Joint 58th Annual North-Central/58th Annual South-Central Section Meeting - 2024

Paper No. 15-4
Presentation Time: 11:15 AM

UNUSUAL BOMB-RICH STROMBOLIAN PYROCLASTIC DEPOSITS IN A MESOPROTEROZOIC ARC SETTING, BARBY FORMATION, NAMIBIA


HANSON, Richard, Department of Geological Sciences, Texas Christian University, Fort Worth, TX 76129, OHRMUNDT, Sierra C., Staff Geologist, Brown and Caldwell, 5405 Cypress Center Drive, Tampa, FL 33609 and DEBONE, Kristin, Texas Commission on Environmental Quality, PO Box 13087, Austin, TX 78711

Extensive basaltic andesites and shoshonites in the 1.2 Ga Barby Formation in SW Namibia record development of a major continental margin arc within the 1.4-1.0 Ga Namaqua-Natal orogenic belt along the southern margin of the Kalahari craton in southern Africa.
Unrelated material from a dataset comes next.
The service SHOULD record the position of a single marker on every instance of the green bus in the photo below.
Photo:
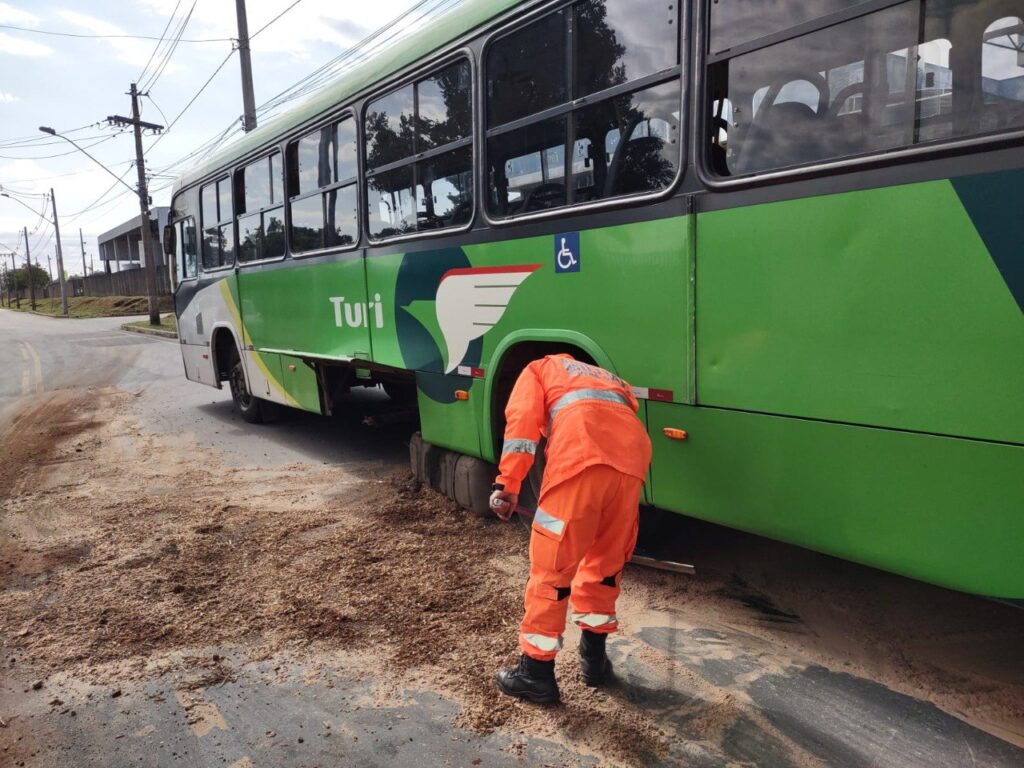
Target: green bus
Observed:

Our ongoing work shows that important parts of the ~8-km-thick arc succession consist of proximal pyroclastic deposits erupted from small monogenetic volcanoes and intercalated with sequences of lacustrine sediment, suggesting that volcanism occurred within a basinal setting in an extensional part of the arc where lakes repeatedly formed between eruptions.
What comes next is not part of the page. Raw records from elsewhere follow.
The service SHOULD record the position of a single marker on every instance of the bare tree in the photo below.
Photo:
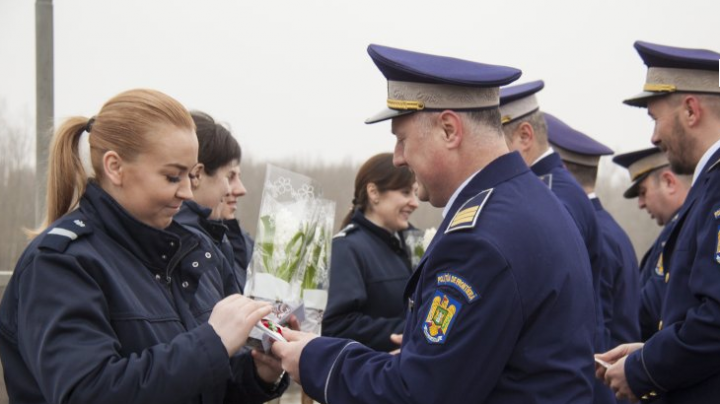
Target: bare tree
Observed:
(17, 181)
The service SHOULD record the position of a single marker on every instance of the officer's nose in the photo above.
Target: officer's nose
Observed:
(413, 202)
(398, 158)
(184, 192)
(240, 190)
Here we report results of detailed mapping of a well exposed area that provides a cross-sectional view of a typical part of the arc succession. Massive, cliff-forming, unusually bomb-rich pyroclastic fall deposits up to 80 m thick occur along with planar-bedded lapilli-tuff and lapillistone produced by Hawaiian style lava fountains and explosive phreatomagmatic eruptions. Ellipsoidal bombs in the massive deposits are tightly packed or separated by varying amounts of droplet-like or angular, nonvesicular lapilli and small amounts of spatter. The abundant bombs in the massive deposits indicate dominantly Strombolian style eruptions, in which explosive bursts from large gas slugs rising in the conduit ejected coarse, fluidal pyroclasts. However, typical Strombolian scoriaceous lapilli are rare. The large amounts of bombs indicate sustained explosivity driven by repeated bursting of uprising gas slugs at a rate not typically seen in Strombolian events.
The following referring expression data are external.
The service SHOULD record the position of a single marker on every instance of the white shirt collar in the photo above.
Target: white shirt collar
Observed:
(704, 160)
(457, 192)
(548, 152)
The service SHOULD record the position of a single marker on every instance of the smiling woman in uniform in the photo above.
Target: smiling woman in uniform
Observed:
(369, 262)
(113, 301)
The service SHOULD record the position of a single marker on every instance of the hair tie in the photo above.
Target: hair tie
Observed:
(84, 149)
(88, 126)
Interbedded lacustrine and pyroclastic deposits are truncated along strike by a chaotic mass of typically closely packed bombs (up to 2 m long) that extends over an area of at least 1000 by 600 m and surrounds smaller masses of coalesced spatter and tilted lacustrine sediment. The large volume of bombs suggests high mass eruption rates over a significant time period, which we infer triggered collapse of parts of the source vent or vents, possibly along with some of the substrate. Similar collapse events associated with relatively violent eruptions have been observed in modern eruptions from Strombolian volcanoes, although generally not on this scale. Such collapse events may add to the hazards associated with explosive Strombolian eruptions.